NFTs are widely considered to provide immutable proof of ownership of digital assets. Since 2020, they gained popularity for 2D artworks such as CryptoPunks and the Bored Ape Yacht Club. However, NFTs are capable of supporting a much wider variety of assets, from music clips to written articles to virtual real estate. The prevalent idea is that the purchase of an NFT will indisputably and indefinitely prove ownership of the asset it represents, which no intermediaries or overseers can take away from you.
But in reality, this isn’t the case. João Marinotti, a law professor at Indiana University specializing in property law, tech policy, and legal ownership, points out in an article for The Conversation that NFTs do not actually provide the level of ownership that proponents claim.
“I believe that what many companies are calling “ownership” in the Metaverse is not the same as ownership in the physical world, and consumers are at risk of being swindled,” Marinotti writes.
The reason for this is that an NFT is just an ID belonging to a certain account on a blockchain, typically Ethereum.
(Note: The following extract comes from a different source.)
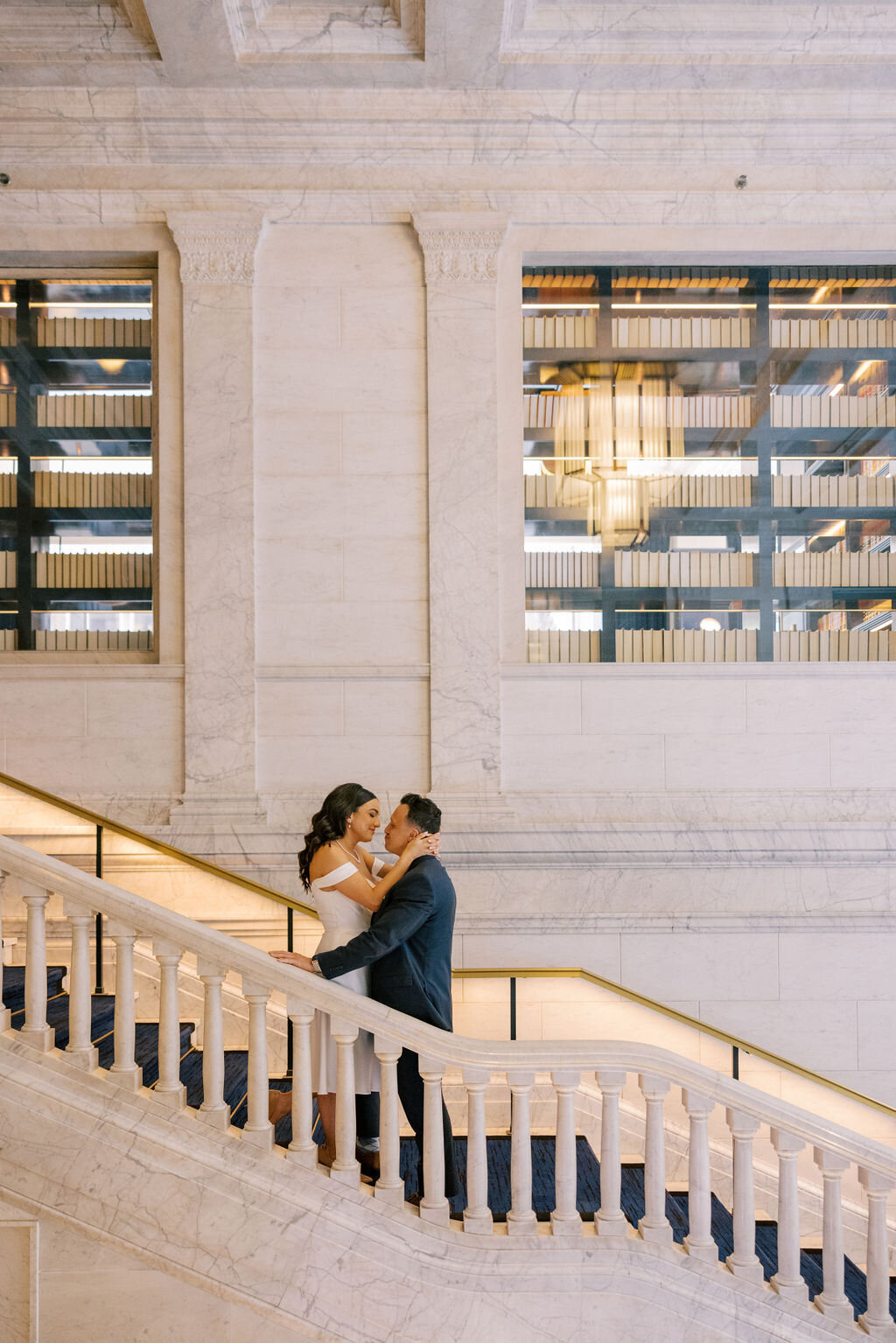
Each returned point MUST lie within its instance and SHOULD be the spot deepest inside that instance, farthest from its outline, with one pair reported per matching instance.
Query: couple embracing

This ID is then coupled with a digital asset by the platform on which that asset is located. The NFT is not the asset itself, no matter if it’s a JPEG, a video, or a plot of virtual land. The assets themselves exist only on the private, centralized servers of platforms such as OpenSea or The Sandbox.
“Interoperability and portability are defining features of the Metaverse, meaning you should be able to carry your non-real-estate virtual property — your avatar, your digital art, your magic wand — from one virtual world to another. But today’s virtual worlds are not connected to one another, and there is nothing in an NFT itself that labels it as, say, a magic wand. As it stands, each platform needs to link NFTs to their own proprietary digital assets,” Marinotti says.
This makes them subject to the terms of service and licensing agreements of the organization behind that platform. When users join a platform like OpenSea or The Sandbox, they must agree to these terms, yet a very small percentage actually read them.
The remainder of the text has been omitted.